I'm not in the field, so I'll naively ask: Is the US government, or any government for that matter, doing anything about it?



Energy production is one of the purest of the wealth producers. If the energy producer can't break even on their own strength, then needing government subsidy (especially indefinitely) is all but a mathematical proof that the subsidized energy production method is a net loss to society as a whole; were it not, they would be profitable and not need the subsidy. See also corn-based ethanol.

Yes, I am aware of subsidizing R&D but that has diminishing returns too, and given the amount already poured in around the world and the rather dismal returns, I'm underwhelmed by the proposition that pouring even more in will turn things around. You can always claim that if you just keep pouring the money in it'll all turn around; it's a null argument when it comes down to it. (We'd almost certainly be better off pouring equal funds into getting nuclear going instead.)

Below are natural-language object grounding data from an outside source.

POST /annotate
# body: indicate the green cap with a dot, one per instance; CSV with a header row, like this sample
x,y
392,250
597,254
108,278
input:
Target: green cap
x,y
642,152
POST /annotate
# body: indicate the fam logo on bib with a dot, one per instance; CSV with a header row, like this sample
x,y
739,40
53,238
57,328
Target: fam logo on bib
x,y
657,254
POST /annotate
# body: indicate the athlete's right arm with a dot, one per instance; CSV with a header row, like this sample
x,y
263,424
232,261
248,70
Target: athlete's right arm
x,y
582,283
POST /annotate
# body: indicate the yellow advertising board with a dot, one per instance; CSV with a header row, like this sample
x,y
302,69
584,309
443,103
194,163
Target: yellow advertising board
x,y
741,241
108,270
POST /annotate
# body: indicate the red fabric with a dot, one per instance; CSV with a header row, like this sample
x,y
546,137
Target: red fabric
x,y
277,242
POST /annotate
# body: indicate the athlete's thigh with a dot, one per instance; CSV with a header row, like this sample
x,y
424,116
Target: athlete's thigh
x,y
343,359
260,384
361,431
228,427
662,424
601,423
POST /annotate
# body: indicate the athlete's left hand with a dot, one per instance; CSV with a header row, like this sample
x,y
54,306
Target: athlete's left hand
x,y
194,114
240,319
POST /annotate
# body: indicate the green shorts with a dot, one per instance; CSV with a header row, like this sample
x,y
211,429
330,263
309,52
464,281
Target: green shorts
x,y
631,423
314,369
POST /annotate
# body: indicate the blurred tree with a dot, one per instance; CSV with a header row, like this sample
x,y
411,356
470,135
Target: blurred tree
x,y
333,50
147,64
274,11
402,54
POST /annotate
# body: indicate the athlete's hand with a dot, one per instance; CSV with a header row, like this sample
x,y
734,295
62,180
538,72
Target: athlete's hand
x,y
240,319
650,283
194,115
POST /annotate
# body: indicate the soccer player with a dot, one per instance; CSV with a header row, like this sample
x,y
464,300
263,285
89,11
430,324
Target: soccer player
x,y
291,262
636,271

Energy production is one of the purest of the wealth producers.

Extractive energy production where you can dump negative externalities onto the public or hide your subsidy in a part of the budget that is not directly traceable to you (e.g. Marines in Iraq and destroyers in the straits of Hormuz) is surely one of the purest wealth producers, but if forced to actually compete on its own the equations would look a bit different...


It would still be radically net positive. Oil is a stonking great deal; you put in one joule and get something like 10 to 30 back. (Note how I phrased that in energy terms this time, that's an important point.) You can't actually subsidize something of that size to profitability, because the energy industry is on of the bases of the economy; if oil is a net loss, the whole edifice comes crumbling down regardless of what you do. You can't subsidize the oil industry into net energy profitability with wealth taxed away from dry cleaners and accountants, and it doesn't matter what games you play with dollars if you aren't making a true net energy profit at the base of the economic structure.

Wind and solar both generally barely break even or barely above if you take a full accounting of their energy inputs and costs, biofuels are often a net loss (depends on the crop, but I think the balance of the argument has corn ethanol as a net loss, cane sugar seems to be a net gain, but...), and the problem is they're competing with things that easily get tens of times of returns on energy expended with the fossil fuels and nuclear power.

One of the things you rarely see correctly computed is what it would truly take to power our entire society with renewable energy, including the sudden new energy expenditures necessary to keep our purely-renewable infrastructure maintained with replacement gear. As the net energy benefit of the average piece of gear approaches 1x, the necessary expenditures approach infinity. Replacing 10-25x sources with 1.5-3x sources requires yet again far more resources than the naive multiplications and divisions would imply, if you don't make the mistake of assuming free infrastructure that never decays, or one-time-cost infrastructure that never decays.

(Incidentally, this is why cheap solar, in the sense of truly cheaper without government subsidy solar, is exciting. A solar panel that can make back 5-10x the expenditure to make and install it, and isn't a massive expenditure of metal and glass and silicon is a big deal, it makes things practical that weren't before. Or a solar installation consisting of lots of cheap reflectors concentrating the energy on a centralized station. I still think we might be able to go both net positive and practical on solar. Wind I'm less optimistic about, it's difficult to see what we can cut out of our wind generators and still have wind generators the way we can cut down on the mass/energy footprint of a solar installation with clever engineering. In the limiting case, a reflector is a sheet of foil and an amortized central station; a wind generator is an entire wind generator.)


The US government is doing a lot to fund renewable energy R&D since the creation of ARPA-E in 2009: http://arpa-e.energy.gov/ I suspect, but do not know for sure, that China is doing more of this sort of investment, particularly in wind.

If I were John Boehner (leader of the US opposition), I'd take money from corn and oil subsidies and use it to fund more R&D, but I'm not (or at least I won't admit to being him in this public forum).


Yes, many governments (including the US) are setting up funds to support renewable energy projects. However, we are finding more support from developing nations, who are not as entrenched in fossil fuels as the US.